"CALLED UNTO LIBERTY"

True liberty is spiritual, not material. It is emancipation from the enslavement of the senses. It is deliverance from those entanglements which cause mortals to bear a heavy yoke, and which make life so burdensome to humanity. The popular idea of liberty is based upon a wrong concept; and while that is held, there can be no advance into the realm of truth and righteousness. Peer and peasant, rich and poor, the learned and the illiterate, alike are burdened with the thought that they have been deprived of something that would make life happier and more endurable. A feeling of dissatisfaction is the universal possession of mortals. They crave that which they have not; and even should they receive the material things they desire, the hunger remains.

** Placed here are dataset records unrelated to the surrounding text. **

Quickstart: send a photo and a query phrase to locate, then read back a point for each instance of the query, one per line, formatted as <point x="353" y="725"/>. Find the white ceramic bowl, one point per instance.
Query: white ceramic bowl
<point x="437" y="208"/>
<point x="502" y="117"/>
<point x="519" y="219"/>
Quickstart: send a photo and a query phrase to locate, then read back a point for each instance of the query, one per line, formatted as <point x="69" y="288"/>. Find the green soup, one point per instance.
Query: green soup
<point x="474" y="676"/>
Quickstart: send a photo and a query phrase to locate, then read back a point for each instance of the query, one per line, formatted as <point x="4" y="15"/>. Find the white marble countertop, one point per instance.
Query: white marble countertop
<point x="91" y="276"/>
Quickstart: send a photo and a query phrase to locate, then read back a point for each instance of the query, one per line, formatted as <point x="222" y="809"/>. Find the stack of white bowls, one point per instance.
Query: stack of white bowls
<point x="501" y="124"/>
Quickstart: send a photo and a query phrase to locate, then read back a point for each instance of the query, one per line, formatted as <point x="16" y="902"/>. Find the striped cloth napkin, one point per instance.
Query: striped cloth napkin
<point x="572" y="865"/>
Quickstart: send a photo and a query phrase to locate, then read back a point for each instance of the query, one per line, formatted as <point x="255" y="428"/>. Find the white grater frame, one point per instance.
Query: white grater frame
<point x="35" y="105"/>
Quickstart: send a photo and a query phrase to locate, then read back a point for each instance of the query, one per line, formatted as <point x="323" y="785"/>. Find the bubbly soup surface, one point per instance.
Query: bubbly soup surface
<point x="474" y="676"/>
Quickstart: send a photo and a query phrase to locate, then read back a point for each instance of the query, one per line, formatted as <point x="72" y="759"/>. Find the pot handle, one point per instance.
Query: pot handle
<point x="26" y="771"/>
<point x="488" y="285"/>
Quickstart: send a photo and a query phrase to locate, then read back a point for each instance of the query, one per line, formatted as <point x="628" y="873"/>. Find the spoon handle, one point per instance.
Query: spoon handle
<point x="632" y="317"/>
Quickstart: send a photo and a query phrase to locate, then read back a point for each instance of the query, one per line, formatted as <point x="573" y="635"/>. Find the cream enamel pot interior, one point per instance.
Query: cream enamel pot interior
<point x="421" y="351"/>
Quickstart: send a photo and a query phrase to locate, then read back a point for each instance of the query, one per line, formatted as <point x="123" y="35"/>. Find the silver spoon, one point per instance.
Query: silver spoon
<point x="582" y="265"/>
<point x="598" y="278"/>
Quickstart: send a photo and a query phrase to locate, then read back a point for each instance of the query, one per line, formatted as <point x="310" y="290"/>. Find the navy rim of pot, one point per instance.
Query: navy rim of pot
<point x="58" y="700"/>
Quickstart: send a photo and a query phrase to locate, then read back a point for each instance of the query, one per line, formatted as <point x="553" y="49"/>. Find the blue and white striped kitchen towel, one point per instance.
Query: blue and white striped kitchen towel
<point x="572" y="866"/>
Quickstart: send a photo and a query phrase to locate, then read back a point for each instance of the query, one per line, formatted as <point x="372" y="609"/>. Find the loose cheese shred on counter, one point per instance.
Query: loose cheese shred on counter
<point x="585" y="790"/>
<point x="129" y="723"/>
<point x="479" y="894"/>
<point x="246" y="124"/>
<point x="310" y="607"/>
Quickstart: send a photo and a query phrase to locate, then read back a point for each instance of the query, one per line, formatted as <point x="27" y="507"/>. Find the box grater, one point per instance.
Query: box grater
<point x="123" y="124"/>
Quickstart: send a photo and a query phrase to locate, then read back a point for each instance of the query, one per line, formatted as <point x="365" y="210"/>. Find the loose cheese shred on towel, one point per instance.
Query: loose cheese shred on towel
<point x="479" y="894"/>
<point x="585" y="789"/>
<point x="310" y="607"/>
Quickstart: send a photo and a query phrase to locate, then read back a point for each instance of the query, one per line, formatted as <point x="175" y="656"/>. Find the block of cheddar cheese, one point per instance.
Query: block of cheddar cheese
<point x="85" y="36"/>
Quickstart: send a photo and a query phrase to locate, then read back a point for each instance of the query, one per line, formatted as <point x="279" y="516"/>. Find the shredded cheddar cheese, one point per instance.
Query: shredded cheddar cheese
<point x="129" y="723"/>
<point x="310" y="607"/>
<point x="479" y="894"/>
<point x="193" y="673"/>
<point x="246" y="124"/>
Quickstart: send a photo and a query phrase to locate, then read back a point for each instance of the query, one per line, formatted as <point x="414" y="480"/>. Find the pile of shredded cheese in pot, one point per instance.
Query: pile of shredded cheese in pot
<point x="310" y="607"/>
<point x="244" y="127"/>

What a hopeless bondage it is when the thought is earthly, the vision cramped, and the consciousness so darkened that spiritual light has as yet found no entrance. As Jesus looked upon the crowds that flocked to him because of his miracle of feeding them, he penetrated into their motives, and in a few words directed their thoughts from the unreal and temporal to the real and spiritual. "Labor not," he said, "for the meat that perisheth, but for that meat which endureth unto everlasting life." He saw them the slaves of sense; he sought to lift them up to a higher and purer conception of what life meant. Knowing that the truth alone makes free, all through his ministry he ever kept in the forefront of his teaching and his example the possibility of deliverance from the thraldom of the fleshly mind, and a present realization of the inheritance which is man's birthright.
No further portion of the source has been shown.